NEW BRUNSWICK – A majority of registered voters are in favor of Gov. Christie’s call for a 10 percent income tax cut. But many respondents to a new poll have major misconceptions about how much an income tax cut would save them. And regardless of their perceptions’ accuracy, most people want property taxes cut first.
According to a new Rutgers-Eagleton Poll, although 52 percent of respondents support Christie’s income tax cut proposal, three-quarters of respondents prefer a property tax cut before an income tax cut.
With Christie scheduled to deliver his annual budget address this afternoon, the new poll shows that voters significantly overestimate how much money they would actually receive from an income tax cut, according to the poll.
A New Jersey taxpayer making $50,000 would save a little less than $100 per year from a 10 percent income tax cut, and those making $100,000 would save about $275. Voters anticipate a median savings of nearly $750.
Democrats largely oppose Christie’s call for an across-the-board income tax cut, saying it would disproportionately benefit the wealthy.

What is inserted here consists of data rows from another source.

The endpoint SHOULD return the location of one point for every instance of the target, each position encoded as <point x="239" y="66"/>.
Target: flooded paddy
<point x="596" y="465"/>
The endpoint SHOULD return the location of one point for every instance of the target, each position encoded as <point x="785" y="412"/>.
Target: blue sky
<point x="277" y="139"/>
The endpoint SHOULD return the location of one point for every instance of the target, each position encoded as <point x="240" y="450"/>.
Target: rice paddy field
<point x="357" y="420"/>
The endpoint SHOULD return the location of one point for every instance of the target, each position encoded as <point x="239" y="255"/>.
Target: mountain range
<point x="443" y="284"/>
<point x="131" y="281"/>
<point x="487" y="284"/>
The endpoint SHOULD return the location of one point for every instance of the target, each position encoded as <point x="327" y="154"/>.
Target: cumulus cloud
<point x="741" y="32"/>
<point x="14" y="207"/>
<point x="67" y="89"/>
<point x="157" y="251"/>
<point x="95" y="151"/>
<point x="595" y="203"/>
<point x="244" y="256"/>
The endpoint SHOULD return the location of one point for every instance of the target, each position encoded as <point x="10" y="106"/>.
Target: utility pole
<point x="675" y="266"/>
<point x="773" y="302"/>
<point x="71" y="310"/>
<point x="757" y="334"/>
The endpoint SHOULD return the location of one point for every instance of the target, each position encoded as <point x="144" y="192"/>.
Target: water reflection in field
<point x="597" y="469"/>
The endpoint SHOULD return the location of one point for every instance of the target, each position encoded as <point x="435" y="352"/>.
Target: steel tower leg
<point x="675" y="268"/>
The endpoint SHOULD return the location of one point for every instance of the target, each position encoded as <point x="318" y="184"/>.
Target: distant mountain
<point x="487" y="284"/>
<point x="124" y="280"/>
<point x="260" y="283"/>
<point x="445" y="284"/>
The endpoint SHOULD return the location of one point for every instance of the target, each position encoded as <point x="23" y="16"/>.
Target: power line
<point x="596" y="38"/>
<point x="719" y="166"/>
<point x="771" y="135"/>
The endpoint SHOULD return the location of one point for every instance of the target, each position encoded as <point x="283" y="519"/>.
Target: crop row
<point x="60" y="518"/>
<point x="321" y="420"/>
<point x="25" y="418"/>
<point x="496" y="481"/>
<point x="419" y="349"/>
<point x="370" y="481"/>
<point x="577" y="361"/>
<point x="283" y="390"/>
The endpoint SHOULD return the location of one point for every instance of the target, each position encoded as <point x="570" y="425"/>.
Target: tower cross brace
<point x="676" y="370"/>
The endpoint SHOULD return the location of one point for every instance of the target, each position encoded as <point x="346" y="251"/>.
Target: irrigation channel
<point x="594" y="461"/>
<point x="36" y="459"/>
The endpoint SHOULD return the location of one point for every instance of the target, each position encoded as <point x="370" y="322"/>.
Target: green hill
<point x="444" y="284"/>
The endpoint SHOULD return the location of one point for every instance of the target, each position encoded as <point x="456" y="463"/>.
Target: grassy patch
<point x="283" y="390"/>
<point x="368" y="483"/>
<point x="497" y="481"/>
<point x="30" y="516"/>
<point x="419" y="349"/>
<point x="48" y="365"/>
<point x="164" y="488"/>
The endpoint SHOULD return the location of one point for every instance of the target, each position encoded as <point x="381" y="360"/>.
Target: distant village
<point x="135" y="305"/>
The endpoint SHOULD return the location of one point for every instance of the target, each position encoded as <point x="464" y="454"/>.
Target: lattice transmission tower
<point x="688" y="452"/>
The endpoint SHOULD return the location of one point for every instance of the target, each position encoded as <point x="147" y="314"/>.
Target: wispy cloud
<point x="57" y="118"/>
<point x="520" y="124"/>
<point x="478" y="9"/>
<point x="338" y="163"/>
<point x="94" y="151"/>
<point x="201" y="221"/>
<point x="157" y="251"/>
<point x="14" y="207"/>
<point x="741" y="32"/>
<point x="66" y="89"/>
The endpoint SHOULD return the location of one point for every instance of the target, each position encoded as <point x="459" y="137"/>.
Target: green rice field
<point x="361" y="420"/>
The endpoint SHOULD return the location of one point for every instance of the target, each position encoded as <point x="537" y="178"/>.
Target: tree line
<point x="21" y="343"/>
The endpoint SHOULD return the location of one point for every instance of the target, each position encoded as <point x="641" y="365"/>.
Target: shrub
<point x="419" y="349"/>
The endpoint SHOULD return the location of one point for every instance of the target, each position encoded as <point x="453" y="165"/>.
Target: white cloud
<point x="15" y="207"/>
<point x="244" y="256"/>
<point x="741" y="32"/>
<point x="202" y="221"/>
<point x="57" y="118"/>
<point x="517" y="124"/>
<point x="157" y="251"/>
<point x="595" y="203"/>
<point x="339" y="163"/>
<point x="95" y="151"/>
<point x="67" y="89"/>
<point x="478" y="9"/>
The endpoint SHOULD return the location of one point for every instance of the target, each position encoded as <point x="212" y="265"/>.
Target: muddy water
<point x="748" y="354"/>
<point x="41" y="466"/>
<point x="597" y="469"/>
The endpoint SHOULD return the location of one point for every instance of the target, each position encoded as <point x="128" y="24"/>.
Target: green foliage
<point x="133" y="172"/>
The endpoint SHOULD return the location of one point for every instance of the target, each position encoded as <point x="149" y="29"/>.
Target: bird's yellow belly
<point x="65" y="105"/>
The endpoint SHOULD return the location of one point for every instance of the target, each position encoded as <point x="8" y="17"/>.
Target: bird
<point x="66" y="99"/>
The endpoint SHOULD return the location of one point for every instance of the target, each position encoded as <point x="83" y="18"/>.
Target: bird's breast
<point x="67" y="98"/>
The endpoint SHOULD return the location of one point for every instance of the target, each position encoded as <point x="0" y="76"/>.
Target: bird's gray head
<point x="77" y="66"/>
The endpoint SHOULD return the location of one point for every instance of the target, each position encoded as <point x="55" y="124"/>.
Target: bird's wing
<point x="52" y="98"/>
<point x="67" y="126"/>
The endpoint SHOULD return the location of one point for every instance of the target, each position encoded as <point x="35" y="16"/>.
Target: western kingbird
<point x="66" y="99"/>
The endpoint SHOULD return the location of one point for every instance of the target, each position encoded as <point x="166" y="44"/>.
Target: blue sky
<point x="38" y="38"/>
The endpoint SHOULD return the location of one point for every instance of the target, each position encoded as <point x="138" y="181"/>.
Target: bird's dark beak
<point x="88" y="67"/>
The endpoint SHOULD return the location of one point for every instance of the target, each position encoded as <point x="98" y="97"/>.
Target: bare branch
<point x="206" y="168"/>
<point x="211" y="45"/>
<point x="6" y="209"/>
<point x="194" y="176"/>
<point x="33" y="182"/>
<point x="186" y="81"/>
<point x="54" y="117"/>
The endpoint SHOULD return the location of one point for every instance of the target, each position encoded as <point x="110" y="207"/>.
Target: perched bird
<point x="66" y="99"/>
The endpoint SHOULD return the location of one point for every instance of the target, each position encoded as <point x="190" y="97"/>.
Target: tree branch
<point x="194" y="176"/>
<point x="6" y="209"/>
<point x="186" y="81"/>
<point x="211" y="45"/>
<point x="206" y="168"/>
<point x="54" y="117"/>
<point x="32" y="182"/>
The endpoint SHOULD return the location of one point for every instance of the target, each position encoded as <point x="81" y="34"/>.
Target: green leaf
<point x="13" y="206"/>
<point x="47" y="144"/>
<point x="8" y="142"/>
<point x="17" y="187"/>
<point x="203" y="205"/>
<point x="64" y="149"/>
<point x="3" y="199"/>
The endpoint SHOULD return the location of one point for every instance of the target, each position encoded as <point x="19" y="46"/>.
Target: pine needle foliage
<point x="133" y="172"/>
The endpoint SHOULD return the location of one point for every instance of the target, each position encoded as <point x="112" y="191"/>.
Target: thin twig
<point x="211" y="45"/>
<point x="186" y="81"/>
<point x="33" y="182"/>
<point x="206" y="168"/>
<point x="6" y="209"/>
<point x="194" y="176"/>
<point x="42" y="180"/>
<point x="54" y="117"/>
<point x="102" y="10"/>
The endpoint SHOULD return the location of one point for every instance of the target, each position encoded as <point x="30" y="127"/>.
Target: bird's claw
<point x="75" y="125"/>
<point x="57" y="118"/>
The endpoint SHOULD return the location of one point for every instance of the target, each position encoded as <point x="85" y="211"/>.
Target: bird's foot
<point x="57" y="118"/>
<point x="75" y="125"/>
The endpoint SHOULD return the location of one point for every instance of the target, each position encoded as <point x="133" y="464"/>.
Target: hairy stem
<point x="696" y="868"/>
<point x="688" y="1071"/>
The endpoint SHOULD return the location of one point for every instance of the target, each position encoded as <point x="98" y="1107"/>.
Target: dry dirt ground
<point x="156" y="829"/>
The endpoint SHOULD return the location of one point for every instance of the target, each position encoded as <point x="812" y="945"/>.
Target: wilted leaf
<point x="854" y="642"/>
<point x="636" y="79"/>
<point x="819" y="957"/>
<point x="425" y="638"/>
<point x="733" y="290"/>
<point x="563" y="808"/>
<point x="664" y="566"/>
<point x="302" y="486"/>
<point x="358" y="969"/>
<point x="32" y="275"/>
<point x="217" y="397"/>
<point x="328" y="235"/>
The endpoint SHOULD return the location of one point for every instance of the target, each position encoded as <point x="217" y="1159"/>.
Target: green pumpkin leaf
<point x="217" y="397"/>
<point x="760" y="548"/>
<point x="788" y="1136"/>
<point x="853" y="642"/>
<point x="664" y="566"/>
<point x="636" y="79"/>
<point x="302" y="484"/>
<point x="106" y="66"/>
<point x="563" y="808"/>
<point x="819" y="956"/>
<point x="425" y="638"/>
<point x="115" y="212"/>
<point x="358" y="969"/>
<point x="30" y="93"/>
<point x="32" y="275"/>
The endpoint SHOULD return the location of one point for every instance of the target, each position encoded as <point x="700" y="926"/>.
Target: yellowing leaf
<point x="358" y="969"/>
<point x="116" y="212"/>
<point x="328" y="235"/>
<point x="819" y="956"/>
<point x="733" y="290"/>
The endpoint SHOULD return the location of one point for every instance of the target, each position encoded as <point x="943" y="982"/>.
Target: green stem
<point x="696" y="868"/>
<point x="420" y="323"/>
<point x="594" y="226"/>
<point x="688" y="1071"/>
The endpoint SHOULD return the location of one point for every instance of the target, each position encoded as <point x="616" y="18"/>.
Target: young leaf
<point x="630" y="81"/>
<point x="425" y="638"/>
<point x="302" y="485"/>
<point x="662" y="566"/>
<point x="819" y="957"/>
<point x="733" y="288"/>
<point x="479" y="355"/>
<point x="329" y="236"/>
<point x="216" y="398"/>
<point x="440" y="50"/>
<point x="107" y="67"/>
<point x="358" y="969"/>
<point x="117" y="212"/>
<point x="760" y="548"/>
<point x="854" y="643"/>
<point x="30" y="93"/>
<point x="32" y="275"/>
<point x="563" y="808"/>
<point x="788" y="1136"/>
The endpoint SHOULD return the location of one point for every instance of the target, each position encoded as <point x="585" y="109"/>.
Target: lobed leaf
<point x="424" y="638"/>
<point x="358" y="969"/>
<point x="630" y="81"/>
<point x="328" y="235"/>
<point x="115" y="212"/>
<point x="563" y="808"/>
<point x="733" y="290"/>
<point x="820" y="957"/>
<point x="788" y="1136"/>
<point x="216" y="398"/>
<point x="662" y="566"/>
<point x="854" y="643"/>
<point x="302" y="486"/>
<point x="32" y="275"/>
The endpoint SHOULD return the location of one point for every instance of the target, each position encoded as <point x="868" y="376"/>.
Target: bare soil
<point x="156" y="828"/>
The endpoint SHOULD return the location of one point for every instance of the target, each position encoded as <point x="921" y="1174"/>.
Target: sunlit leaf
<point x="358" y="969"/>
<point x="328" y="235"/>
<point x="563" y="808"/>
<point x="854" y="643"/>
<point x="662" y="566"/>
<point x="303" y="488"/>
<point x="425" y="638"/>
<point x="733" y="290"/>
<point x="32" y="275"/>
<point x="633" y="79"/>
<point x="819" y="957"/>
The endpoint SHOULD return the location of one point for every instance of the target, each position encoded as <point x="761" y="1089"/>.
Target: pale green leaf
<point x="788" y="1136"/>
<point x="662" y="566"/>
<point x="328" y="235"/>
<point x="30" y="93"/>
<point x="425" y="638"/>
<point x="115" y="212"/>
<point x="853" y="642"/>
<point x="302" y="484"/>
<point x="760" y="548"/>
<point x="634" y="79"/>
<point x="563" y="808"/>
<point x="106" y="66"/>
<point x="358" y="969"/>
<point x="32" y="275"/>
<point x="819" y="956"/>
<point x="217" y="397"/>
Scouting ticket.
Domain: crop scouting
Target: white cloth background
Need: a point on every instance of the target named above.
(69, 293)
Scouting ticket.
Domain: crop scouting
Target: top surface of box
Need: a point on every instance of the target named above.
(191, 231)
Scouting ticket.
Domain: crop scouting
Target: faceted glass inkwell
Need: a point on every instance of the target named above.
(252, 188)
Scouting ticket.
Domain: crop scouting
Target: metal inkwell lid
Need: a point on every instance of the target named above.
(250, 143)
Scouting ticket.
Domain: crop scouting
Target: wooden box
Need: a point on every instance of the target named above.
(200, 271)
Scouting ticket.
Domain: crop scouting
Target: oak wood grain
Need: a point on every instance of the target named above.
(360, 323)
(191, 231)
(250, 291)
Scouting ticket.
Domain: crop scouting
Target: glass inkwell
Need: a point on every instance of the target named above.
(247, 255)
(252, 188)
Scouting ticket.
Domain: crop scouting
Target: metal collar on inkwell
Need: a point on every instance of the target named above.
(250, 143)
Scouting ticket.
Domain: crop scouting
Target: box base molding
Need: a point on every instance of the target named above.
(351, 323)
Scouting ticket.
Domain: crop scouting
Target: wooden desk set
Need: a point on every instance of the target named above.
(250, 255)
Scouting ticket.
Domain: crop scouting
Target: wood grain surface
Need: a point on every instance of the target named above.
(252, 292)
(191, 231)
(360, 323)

“People are eager for tax relief,” said poll Director David Redlawsk, a professor of political science at Rutgers University. “Yet for most New Jerseyans the burden they feel comes from property taxes, more than from income taxes. A majority would certainly take an income tax cut over nothing, but large numbers have no idea how much they would save from Christie’s proposal.”
Feelings about the income tax cut proposal generally fall along party lines. Seventy-two percent of Republicans back it; 38 percent of Democrats do.
Almost eight in 10 Republicans and Democrats prefer a property tax cut first. And the poll says that 73 percent of independents also want a property tax reduction first.
Interestingly, only 43 percent of voters with postgraduate education back the proposal. More than half of those with less education support the income tax cut proposal.
Thirty-five percent of registered voters think a 10 percent tax cut would save them more than $500 per year, but reports suggest that a household would have to earn more than $150,000 in taxable income to save just over $500 in state taxes, Rutgers reported. Another 32 percent say they are unsure about their savings. Only 22 percent estimated their savings at $200 or less.
According to the poll, support for the tax cut is greatly influenced by inaccurate perceptions of how much will be saved. Among the 31 percent who think they will save $750 per year or more, nearly two-thirds support the tax cut. Among those who expect to save less, support runs from 44 to 48 percent.
“Only 14 percent of voters report household incomes over $150,000,” noted Redlawsk. “These respondents can expect savings above $500 from the proposed cut. But more than twice as many say they expect to save that much. People really do not have a good sense of how much they pay in state income tax and what a 10 percent savings means. This leads them to overestimate their own gain, which may affect their support for the proposal.”